- Theatrical release poster
- Directed by: Chandrakant Kulkarni
- Produced by: Chandrakant Kulkarni Nitin Patil Umesh Bagul
- Starring: Prateeksha Lonkar Atul Kulkarni Shreyas Talpade Tushar Dalvi Apoorva Koregave Deepa Shriram Umesh Kamat Priya Bapat Mohan Joshi Vandana Gupte Vijay Divan Manjusha Godase Kimaya Chaubal Pratiksha Khanuilkar
- Music by: Ashok Patki
- Release date: 31 May 2002;
- Country: India
- Language: Marathi

= Bhet =

Bhet is a 2002 Indian Marathi-language film co-produced and directed by Chandrakant Kulkarni.

== Plot ==
Sudha was married earlier to Bhau but they divorce. She then marries Satish and has young daughter, Manu. Bhau is also married now.

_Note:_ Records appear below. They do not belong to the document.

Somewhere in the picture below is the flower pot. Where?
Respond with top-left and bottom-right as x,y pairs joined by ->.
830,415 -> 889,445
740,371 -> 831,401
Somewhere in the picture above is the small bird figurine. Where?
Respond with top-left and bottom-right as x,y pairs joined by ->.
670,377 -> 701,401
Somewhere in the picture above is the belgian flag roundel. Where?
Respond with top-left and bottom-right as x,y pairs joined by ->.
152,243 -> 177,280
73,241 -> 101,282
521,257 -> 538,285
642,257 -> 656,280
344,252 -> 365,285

Sudha and Bhau have a 12 year old son Ananda who is staying with his grandmother, uncle and aunt in Nagpur. It has been 8 years since she left and he does not remember her clearly. Sudha also remembers him. Ananda wants to meet his mother, and manages to get Sudha's address. He sends a letter to her. She wants to meet Ananda. But such meeting is not going to be easy with opposition by families. They struggle and meet at the end.

== Cast ==
- Prateeksha Lonkar as Sudha
- Atul Kulkarni as Bhausaheb
- Shreyas Talpade
- Tushar Dalvi as Satish
- Deepa Shriram Lagoo- Bhausaheb's mother
- Suhas Joshi- Sudha's mother
- Mohan Joshi
- Vandana Gupte
- Vijay Divan
- Umesh Kamat
- Manjusha Godase
- Kimaya Chaubal
- Pratiksha Khanuilkar
- Priya Bapat (child artist)
- Apoorva Koregave (child artist) as Ananda

==Soundtrack==
The music has been directed by Ashok Patki, while the lyrics were written by Vinayak Rahatekar.

===Track listing===

| No. | Title | Performer(s) | Length |
|---|---|---|---|
| 1. | "Devoo Prem Ghevu Prem" | Preeti Sagar | 06:19 |
| 2. | "Hasoo Doloo Nachoo" | Preeti Sagar | 06:14 |
| 3. | "He Man" | Preeti Sagar | 05:16 |
| 4. | "Hi Sanjevela Nasheela" | Preeti Sagar | 06:12 |
| 5. | "Nachu Gavu Sarejan" | Preeti Sagar | 03:47 |
| 6. | "Saaja Na Aata" | Preeti Sagar | 05:21 |

==Awards==
Atul Kulkarni won the Maharashtra State Government Award for Best Actor in Supporting Role.